Mingtian Tan, Mike A. Merrill, Vinayak Gupta, Tim Althoff, Thomas Hartvigsen
TL;DR
The paper investigates whether pretrained Large Language Models (LLMs) truly improve time-series forecasting. Through extensive ablations of three representative LLM-based forecasters and a comparison with simple, LLM-free encoders, the authors show that LLMs rarely outperform lightweight alternatives while consuming orders of magnitude more compute, challenging the assumption that LLMs' sequential reasoning transfers to time-series data. They further reveal that pretraining provides limited benefits, few-shot gains are minimal, and a simple patching+attention encoding can match or exceed performance. The findings urge a shift away from default LLM adoption in forecasting tasks toward efficient encoders and more promising multimodal avenues that leverage language at the interface, such as time-series reasoning.
Abstract
Large language models (LLMs) are being applied to time series forecasting.
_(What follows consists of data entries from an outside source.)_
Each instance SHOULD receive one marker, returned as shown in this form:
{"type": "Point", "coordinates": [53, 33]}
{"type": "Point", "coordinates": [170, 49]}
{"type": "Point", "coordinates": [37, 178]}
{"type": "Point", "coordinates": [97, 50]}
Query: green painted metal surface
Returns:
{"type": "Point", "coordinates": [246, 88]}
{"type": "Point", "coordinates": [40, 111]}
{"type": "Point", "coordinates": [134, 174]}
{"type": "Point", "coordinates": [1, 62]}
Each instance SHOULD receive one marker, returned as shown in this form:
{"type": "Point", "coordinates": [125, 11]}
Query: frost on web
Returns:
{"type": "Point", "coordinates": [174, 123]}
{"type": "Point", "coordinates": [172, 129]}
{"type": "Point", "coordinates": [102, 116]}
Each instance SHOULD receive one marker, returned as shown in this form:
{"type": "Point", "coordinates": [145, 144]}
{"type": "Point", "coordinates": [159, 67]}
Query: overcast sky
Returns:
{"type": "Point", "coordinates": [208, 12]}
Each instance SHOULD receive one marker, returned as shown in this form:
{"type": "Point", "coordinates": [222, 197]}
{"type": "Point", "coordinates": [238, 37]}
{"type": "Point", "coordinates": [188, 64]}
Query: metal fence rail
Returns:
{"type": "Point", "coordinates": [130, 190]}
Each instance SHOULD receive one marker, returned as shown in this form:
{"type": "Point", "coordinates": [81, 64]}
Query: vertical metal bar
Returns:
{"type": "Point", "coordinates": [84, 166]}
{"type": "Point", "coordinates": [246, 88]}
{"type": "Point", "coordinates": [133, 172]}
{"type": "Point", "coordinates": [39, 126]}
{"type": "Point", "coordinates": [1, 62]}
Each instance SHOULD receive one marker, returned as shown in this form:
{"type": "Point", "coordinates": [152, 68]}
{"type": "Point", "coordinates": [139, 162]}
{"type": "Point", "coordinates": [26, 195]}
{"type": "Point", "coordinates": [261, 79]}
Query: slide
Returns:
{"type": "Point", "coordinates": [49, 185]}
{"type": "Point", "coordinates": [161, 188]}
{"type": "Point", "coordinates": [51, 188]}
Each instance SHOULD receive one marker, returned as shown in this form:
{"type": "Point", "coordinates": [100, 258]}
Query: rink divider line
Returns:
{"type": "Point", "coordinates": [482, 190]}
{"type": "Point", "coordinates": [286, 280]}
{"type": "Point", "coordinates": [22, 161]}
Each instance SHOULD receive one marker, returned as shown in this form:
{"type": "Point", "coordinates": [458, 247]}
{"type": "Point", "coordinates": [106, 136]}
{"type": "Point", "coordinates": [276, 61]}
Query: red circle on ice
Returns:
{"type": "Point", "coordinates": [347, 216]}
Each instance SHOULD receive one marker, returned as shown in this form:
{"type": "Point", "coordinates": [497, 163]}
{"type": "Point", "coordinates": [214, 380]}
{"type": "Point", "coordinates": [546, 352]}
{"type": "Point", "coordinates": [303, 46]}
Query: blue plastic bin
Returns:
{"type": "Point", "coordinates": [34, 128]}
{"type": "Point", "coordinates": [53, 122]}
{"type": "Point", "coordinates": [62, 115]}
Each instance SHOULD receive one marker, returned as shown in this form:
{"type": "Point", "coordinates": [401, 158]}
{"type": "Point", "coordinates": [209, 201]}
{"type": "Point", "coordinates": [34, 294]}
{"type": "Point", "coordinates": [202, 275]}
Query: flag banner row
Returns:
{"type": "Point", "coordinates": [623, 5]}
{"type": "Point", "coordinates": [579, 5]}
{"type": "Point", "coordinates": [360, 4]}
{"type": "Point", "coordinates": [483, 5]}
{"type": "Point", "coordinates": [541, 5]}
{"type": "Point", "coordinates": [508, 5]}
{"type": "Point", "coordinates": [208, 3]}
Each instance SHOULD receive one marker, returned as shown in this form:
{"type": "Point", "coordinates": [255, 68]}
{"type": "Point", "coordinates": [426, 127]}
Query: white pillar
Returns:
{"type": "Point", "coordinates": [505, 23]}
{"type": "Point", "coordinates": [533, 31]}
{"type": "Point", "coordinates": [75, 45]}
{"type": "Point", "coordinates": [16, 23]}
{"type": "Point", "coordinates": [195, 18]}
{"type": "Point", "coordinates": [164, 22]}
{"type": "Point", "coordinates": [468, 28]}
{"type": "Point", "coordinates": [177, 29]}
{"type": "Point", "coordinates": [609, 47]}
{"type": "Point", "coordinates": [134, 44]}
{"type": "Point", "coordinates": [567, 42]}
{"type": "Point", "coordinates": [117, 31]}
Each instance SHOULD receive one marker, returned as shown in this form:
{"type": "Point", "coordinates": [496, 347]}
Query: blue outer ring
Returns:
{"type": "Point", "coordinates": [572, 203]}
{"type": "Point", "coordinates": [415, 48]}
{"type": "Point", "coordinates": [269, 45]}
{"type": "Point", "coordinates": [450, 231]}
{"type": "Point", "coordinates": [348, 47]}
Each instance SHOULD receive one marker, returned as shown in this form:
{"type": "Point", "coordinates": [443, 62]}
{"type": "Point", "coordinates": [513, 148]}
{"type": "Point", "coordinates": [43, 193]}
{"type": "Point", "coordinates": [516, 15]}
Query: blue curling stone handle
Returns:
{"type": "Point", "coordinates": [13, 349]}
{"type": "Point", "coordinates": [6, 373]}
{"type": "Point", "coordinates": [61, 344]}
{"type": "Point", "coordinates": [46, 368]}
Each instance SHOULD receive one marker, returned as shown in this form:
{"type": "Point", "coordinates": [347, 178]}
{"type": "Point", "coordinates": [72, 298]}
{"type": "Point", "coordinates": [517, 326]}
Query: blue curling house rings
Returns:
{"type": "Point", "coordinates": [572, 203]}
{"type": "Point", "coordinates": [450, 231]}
But are language models actually useful for time series? In a series of ablation studies on three recent and popular LLM-based time series forecasting methods, we find that removing the LLM component or replacing it with a basic attention layer does not degrade forecasting performance -- in most cases, the results even improve! We also find that despite their significant computational cost, pretrained LLMs do no better than models trained from scratch, do not represent the sequential dependencies in time series, and do not assist in few-shot settings. Additionally, we explore time series encoders and find that patching and attention structures perform similarly to LLM-based forecasters.